Microsoft has distributed nearly all of the US$240 million worth of SUSE Linux Enterprise Server subscription certificates that it purchased from Novell as part of a 2006 patent indemnification pact, the companies said.
Under that agreement, Novell received an upfront payment of $348 million from Microsoft. Microsoft agreed to pay Novell $240 million of that investment to purchase the subscription certificates to resell or distribute to its customers as a way to incentivize the use of SUSE Linux over a five-year period. A total of 475 customers have used an unspecified number of coupons, according to Microsoft.
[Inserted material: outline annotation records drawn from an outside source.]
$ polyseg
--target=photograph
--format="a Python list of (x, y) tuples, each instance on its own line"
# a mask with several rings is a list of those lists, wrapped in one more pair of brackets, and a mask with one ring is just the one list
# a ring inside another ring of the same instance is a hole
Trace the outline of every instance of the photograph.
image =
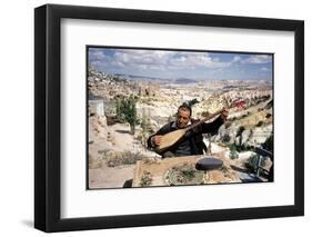
[(87, 189), (274, 181), (274, 53), (87, 46)]

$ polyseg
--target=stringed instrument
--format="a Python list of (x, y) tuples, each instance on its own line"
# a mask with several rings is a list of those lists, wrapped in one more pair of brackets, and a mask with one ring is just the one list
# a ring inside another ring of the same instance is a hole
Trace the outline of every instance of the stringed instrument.
[(219, 116), (221, 112), (224, 111), (223, 109), (218, 110), (217, 112), (213, 112), (212, 115), (209, 115), (208, 117), (205, 117), (204, 119), (197, 121), (185, 128), (181, 128), (174, 131), (170, 131), (165, 135), (162, 135), (161, 140), (160, 140), (160, 145), (157, 146), (154, 148), (154, 150), (160, 154), (162, 151), (164, 151), (165, 149), (172, 147), (173, 145), (175, 145), (185, 134), (187, 131), (189, 131), (190, 129), (193, 129), (194, 127), (214, 118), (215, 116)]

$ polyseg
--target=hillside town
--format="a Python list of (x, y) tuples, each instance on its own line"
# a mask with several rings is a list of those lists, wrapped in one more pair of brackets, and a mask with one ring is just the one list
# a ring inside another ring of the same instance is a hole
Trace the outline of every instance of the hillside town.
[[(230, 108), (218, 134), (204, 135), (208, 155), (218, 155), (224, 164), (208, 184), (272, 180), (271, 81), (157, 79), (111, 75), (90, 67), (88, 91), (90, 189), (127, 187), (127, 181), (138, 179), (138, 164), (161, 160), (148, 149), (147, 139), (173, 121), (178, 107), (185, 101), (192, 102), (195, 119)], [(132, 105), (132, 120), (121, 112), (123, 102)], [(150, 181), (138, 181), (138, 187), (165, 185), (153, 179), (150, 172)]]

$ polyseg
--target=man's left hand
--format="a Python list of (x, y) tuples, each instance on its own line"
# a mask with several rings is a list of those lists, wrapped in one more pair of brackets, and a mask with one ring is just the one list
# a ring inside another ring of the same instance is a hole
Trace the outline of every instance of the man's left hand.
[(229, 108), (223, 108), (223, 111), (221, 112), (221, 119), (224, 121), (227, 121), (227, 118), (229, 116)]

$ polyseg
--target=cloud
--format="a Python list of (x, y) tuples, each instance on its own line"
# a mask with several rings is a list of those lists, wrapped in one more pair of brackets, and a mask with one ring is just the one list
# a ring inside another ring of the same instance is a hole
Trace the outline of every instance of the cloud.
[(244, 59), (243, 62), (255, 63), (255, 65), (266, 63), (266, 62), (271, 62), (271, 57), (268, 55), (255, 55)]

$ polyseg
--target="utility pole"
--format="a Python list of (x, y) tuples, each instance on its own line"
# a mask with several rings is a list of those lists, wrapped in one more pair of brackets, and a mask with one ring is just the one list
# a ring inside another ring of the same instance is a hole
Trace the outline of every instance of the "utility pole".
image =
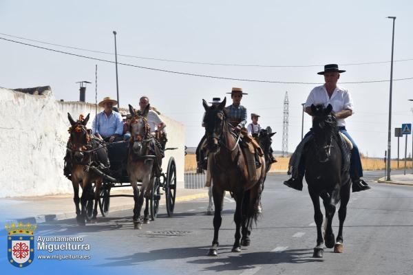
[(118, 100), (118, 107), (120, 108), (120, 103), (119, 102), (119, 84), (118, 82), (118, 52), (116, 51), (116, 32), (114, 30), (114, 36), (115, 36), (115, 65), (116, 67), (116, 96)]
[(392, 89), (393, 87), (393, 52), (394, 49), (394, 21), (396, 16), (388, 16), (388, 18), (393, 19), (393, 35), (392, 38), (392, 63), (390, 65), (390, 92), (389, 100), (389, 129), (388, 136), (388, 164), (387, 164), (387, 179), (390, 180), (390, 172), (392, 170)]

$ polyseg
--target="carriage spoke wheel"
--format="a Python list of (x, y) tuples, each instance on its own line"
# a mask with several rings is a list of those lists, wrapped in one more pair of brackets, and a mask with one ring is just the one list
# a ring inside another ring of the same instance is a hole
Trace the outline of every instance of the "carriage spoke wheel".
[(167, 170), (167, 182), (165, 183), (165, 195), (167, 199), (167, 212), (168, 216), (173, 214), (175, 198), (176, 197), (176, 165), (173, 157), (169, 159)]
[(160, 199), (159, 188), (159, 178), (156, 178), (153, 181), (153, 188), (151, 192), (149, 201), (151, 221), (155, 221), (155, 218), (156, 218), (156, 216), (158, 215), (158, 210), (159, 209), (159, 200)]
[(110, 185), (103, 184), (100, 187), (100, 196), (99, 197), (99, 209), (103, 217), (106, 217), (109, 212), (110, 202)]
Customers redeem the coupons for a single- or multi-year subscription for upgrades, updates and technical support from Novell.
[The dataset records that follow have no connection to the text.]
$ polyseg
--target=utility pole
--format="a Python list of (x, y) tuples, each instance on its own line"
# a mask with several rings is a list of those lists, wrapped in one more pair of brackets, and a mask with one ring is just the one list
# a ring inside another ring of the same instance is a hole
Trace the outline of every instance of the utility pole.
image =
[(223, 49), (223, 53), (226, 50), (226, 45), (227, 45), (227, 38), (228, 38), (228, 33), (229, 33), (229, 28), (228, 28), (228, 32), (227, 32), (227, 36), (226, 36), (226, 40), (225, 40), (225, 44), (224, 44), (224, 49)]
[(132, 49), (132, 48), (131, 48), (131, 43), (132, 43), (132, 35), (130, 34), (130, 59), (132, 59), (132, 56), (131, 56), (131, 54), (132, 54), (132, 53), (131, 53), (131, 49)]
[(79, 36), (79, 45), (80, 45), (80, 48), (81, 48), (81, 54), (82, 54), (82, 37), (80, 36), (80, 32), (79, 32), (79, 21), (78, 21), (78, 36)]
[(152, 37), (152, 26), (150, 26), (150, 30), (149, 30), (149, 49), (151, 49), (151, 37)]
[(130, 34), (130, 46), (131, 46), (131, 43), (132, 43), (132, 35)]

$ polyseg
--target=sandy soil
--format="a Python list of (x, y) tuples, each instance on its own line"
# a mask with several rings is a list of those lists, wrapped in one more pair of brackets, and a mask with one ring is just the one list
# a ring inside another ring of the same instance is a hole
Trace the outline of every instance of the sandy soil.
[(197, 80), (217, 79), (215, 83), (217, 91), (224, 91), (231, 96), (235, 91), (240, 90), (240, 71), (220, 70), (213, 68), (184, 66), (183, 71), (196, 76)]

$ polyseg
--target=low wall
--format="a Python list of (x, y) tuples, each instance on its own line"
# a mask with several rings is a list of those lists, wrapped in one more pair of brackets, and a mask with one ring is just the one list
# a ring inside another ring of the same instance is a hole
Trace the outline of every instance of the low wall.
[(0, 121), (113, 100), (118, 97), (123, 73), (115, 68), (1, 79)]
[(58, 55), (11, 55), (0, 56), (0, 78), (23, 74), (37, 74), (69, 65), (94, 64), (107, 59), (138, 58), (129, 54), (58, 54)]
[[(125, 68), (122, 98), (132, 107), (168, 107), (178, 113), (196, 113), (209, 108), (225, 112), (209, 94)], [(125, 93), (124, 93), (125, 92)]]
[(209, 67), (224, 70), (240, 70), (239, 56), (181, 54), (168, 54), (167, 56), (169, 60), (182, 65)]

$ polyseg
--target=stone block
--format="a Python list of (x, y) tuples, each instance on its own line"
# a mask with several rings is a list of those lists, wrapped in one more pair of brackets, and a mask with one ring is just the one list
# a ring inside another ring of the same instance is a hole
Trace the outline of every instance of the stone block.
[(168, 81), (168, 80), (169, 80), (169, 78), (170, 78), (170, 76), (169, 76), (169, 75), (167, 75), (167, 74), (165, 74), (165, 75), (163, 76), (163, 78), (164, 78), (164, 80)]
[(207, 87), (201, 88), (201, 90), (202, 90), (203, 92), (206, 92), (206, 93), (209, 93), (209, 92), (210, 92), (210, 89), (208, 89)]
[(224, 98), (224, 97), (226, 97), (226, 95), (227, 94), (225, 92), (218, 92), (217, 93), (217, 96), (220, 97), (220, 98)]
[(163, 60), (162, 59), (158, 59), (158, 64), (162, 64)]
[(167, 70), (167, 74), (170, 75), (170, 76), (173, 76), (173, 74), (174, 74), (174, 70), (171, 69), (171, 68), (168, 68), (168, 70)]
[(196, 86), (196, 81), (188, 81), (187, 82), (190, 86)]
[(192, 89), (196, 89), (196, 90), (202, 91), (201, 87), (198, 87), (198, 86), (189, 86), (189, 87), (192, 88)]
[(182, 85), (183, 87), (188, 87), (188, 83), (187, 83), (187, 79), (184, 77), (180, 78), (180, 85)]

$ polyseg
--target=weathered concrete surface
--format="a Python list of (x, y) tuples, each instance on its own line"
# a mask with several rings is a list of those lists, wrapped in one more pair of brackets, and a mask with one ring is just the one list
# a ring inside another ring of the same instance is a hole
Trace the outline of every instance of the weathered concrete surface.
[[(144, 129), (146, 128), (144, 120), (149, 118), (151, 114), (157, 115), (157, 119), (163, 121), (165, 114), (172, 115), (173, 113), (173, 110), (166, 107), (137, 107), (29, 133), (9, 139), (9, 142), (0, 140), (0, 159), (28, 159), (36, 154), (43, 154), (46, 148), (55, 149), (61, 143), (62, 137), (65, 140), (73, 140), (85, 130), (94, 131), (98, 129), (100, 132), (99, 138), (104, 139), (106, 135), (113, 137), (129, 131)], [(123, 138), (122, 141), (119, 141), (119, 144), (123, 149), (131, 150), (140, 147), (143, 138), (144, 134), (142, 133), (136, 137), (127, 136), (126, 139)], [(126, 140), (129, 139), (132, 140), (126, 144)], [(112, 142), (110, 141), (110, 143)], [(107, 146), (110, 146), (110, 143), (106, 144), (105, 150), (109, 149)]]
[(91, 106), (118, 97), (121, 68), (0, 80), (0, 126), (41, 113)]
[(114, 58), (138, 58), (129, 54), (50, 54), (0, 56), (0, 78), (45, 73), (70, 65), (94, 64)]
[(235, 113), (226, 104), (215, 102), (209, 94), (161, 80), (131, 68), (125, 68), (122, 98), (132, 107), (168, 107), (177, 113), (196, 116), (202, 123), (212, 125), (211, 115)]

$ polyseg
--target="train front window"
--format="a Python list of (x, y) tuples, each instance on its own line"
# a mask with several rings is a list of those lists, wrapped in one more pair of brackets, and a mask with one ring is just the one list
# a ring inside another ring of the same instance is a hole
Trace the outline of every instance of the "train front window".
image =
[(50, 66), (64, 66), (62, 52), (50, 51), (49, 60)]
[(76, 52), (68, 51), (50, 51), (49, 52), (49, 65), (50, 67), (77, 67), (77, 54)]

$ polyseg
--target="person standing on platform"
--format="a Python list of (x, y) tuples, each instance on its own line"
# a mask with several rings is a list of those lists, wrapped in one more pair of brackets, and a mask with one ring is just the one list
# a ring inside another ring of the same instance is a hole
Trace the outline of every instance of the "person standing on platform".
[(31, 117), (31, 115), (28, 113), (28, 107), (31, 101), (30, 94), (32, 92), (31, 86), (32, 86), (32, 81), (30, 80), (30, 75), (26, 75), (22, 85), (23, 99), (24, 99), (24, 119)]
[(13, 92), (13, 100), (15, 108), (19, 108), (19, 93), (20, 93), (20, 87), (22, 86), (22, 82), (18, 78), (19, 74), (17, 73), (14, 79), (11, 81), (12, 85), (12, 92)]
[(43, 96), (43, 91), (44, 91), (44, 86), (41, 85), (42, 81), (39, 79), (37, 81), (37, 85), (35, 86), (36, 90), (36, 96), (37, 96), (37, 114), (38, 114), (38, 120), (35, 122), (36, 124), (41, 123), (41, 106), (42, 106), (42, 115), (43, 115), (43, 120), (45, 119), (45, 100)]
Part of the $348 million also went toward setting up the companies' joint technology facility in Cambridge, Mass., which has focused its work on document interoperability, identity federation and virtualization techniques.
Microsoft allocated $60 million of its investment for marketing Linux and Windows virtualization solutions, and agreed to spend $34 million on marketing to promote combined Microsoft/Novell offerings.
There are now 20 to 30 full-time Microsoft and Novell employees working on the business end of the partnership, in addition to a team of full-time engineers, according to Josh Dorfman, director of global partner marketing at Novell.
The pact has been very profitable for both companies, said ITIC principal analyst Laura DiDio. "It gives [Microsoft] a presence in the open-source world, however unwelcome it is to some folks."
SUSE Linux has led to a resurgence for Novell, and the operating system ranks second only to IBM’s AIX version of Unix for having the least unplanned downtime in ITIC's reliability studies, DiDio added. "It's not like Microsoft is wed to an albatross."